The match command calculates source match rates for inferred tracts.

For each tract, it compares the target sample with all source samples in the input VCF and reports the mean match rate across source individuals. The tract file must contain at least four columns: chromosome, start, end, and sample. Additional columns are ignored. Target and source sample lists must not overlap. For phased target labels, names ending in _1 or _2 are interpreted as haplotypes of the corresponding base sample.
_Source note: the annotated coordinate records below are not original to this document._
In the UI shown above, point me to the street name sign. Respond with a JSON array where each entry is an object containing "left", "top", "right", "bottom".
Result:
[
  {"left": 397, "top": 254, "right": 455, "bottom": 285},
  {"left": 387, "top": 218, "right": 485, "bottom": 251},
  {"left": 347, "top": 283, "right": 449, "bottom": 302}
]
Tract coordinates are interpreted as BED-style intervals. A VCF position is included in a tract when:

start < POS <= end

If a tract contains no variants from the VCF, match_rate is written as NA.

Example

Users can calculate the match rate between each inferred tract and a Neanderthal sample with the following command:

sstar2 match --vcf examples/data/sstar2.example.biallelic.snps.vcf.gz \
             --tgt examples/data/tgt.samples.list \
             --src examples/data/nean.samples.list \
             --tract-file examples/results/sstar2.example.inferred.tracts.bed \
             --output examples/results/sstar2.example.nean.match.rate.bed

The output can be found here.

Outputs

The output is a tab-separated BED file without a header:

chrom  start  end  sample  match_rate

Settings

Argument Description
--vcf Path to the VCF file.
--tgt Path to the target individual list.
--src Path to the source individual list.
--tract-file Path to the inferred tract BED file from sstar2 infer.
--output Path to the output match-rate BED file.
--ploidy Ploidy used to normalize dosage differences. Default: 2.